Por Marcio Claesen
Um dos grupos mais gays e originais da música pop, Locomia tem sua história contada em Disco, Ibiza, Locomía, filme que estreou este mês na Netflix.
Muitos dos elementos que envolvem o projeto são incomuns: originários da Espanha (em vez da Inglaterra ou Estados Unidos), composto por quatro homens e uma mulher relegada ao plano de fundo, com foco no público feminino, mas exalando pinta com o abrir e fechar de leques, quem diria que esta receita seria um sucesso?
A trajetória do grupo é contada de forma linear com grandes flash backs enquanto no presente os ex-integrantes enfrentam na Justiça seu outrora empresário, José Luis Gil (o argentino Alberto Ammann, de Narcos).

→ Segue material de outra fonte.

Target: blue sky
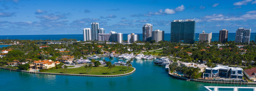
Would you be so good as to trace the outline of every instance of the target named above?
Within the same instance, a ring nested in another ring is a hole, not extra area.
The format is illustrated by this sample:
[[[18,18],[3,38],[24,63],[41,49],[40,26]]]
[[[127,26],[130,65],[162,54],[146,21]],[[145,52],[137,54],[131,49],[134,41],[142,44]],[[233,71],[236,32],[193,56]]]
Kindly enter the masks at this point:
[[[256,0],[0,0],[0,35],[82,34],[99,27],[123,33],[142,33],[145,24],[170,32],[173,20],[194,19],[196,32],[218,33],[238,27],[256,30]]]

Preguiçosa, a narrativa vai e volta para a mesma sala de conciliação num looping torturante. É surpreendente e lastimável que uma produção sobre uma banda tão extravagante seja previsível e burocrática.
Concebido na ilha espanhola de Ibiza, em 1984, Locomia era uma reunião de amigos que se juntavam para criar figurinos, ensaiar coreografias e se apresentar numa das boates mais quentes da década, a Ku.
Entre um alinhavado aqui e uma dança acolá, eles se drogavam e transavam entre si. A maioria era de homens, mas também havia mulheres. O hedonismo era a força motriz desse grande grupo que chegou a reunir 16 integrantes gays e bissexuais que almejavam o sucesso, mas também desfrutavam de seu cotidiano enquanto o estrelato não vinha se apresentando para grandes nomes como Freddie Mercury (1946-1991).
Em uma performance na Ku em 1988, o grupo chama atenção de Gil que pretende lançá-lo como uma boy band inovadora. Locomia vê a chance de se profissionalizar e tudo muda. Apenas quatro homens e uma mulhar são escolhidos, aulas de canto e dança são contratadas e turnês são fechadas.
Líder do quinteto, Xavi Font (Jaime Lorente, de La Casa de Papel) é a força-motriz. Foram dele as ideias iniciais do projeto e era ele quem conduzia todas as situações. Seu namorado, Manuel Arjona (Iván Pellicer), e sua melhor amiga, Lurdes Iribar (Blanca Suárez), integravam o grupo.
Não é esmiuçado o desconforto de Xavi no Locomia (eles precisavam esconder sua sexualidade) e é por sua causa, um pouco mais adiante, que o grupo tentará dar um passo maior do que poderia e se envolve no imbróglio judicial.
Lorente conduz o personagem no piloto automático. Falta-lhe garra e as poucas nuances que o roteiro de Marta-Libertad Castillo e Kike Maíllo (este, também diretor) lhe dão, só comprometem ainda mais o seu papel.
No Brasil, Locomia não foi nem de perto a febre que se tornou em quase toda a América Latina. Tiveram um hit nas FMs (Loco Mía, na primavera de 1990) e apresentaram-se em programas de TV, como Xou da Xuxa, mas em nações como Argentina, México e Peru, eles conquistaram patamar quase no nível do Menudo. Lotaram estádios, garotas se atiravam em frente aos seus carros, tornaram-se assunto nacional.
De qualquer forma, independente do tamanho que o grupo se tornou seja em que país for, Locomia foi um caso de sucesso que merecia um filme ousado assim como eles foram.
Em vez disso, a Netflix trocou toda a sua singularidade por uma embalagem careta e insossa que serve para saber quem eles foram, mas não para resgatar a essência do que representaram.